Decision making and management structures

  • Partners IN Salford Board

Representatives from the Community Committees, Salford Community Network, Faith Network and Salford Council for Voluntary Services have been part of the Partners IN Salford’s Board since 2005.

  • Partners IN Salford Agreement Steering Group

A community representative sits on this Group that oversees the development of the Agreement and that reports directly to Partners IN Salford

  • Partners IN Salford thematic partnerships

These are responsible for delivering the priorities identified within the community plan, Making the Vision Real, and for delivering the outcomes in the Agreement, and include voluntary and community sector representatives.

  • Agreement Management Team - responsible for managing its development.

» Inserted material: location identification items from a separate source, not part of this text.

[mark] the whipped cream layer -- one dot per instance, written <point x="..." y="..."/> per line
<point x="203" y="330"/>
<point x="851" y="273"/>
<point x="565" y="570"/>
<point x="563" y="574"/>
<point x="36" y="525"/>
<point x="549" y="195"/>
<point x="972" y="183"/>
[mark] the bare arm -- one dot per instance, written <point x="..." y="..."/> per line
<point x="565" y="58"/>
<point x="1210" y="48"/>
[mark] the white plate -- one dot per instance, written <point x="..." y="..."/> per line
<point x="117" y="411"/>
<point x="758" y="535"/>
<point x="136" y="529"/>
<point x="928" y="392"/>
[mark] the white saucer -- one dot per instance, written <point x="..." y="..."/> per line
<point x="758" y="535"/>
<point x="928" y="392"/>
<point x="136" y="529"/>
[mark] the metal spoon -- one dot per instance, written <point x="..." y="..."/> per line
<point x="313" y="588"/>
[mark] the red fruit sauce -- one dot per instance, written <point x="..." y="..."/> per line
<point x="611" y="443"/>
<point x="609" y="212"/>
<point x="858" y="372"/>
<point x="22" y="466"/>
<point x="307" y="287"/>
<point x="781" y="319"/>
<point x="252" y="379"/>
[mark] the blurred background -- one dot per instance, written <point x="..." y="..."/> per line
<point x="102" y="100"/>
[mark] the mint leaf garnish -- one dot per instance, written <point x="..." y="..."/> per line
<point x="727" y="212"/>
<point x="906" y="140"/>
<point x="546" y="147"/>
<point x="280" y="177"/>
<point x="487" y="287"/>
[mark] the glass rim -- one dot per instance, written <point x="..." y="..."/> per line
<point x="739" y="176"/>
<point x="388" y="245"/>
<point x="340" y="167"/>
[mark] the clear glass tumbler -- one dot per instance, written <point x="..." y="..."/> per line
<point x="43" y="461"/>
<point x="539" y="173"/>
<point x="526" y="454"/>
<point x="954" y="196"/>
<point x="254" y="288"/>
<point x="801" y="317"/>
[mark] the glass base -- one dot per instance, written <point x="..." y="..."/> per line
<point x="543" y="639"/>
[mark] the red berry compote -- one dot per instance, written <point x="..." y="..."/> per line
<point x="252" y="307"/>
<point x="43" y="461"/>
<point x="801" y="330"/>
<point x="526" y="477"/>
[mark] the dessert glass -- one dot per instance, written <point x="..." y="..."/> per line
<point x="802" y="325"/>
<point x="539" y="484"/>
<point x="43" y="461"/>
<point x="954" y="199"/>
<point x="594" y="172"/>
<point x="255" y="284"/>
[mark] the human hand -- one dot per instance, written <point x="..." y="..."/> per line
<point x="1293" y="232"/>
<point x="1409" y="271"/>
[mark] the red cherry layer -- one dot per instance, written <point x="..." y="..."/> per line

Contribution to the draft Agreement

  1. City-wide, we have involved the voluntary and community sector and communities through Partners IN Salford’s structures. Similarly, for each of the five objectives in our Agreement we have used existing links to forums, partnerships and boards that all involved members of the sector and Salford residents.

Proposed consultation

  1. We will discuss the draft Agreement with representatives from communities across Salford before submitting the final version Government Office. We will develop specific consultation materials and activities based on the draft Agreement. Feedback opportunities will include:
  • LSP Annual Conference;
  • Community Committees;
  • Salford Council for Voluntary Services Compact Launch;
  • Salford Community Network
  • Community of identity events;
  • Regeneration trust events by Broughton Trust, Seedley and Langworthy Trust; Charlestown and Lower Kersal New Deal for Communities;
  • Central Salford Urban Regeneration Company,
  • University of Salford
  • Events on specific objectives and issues as appropriate.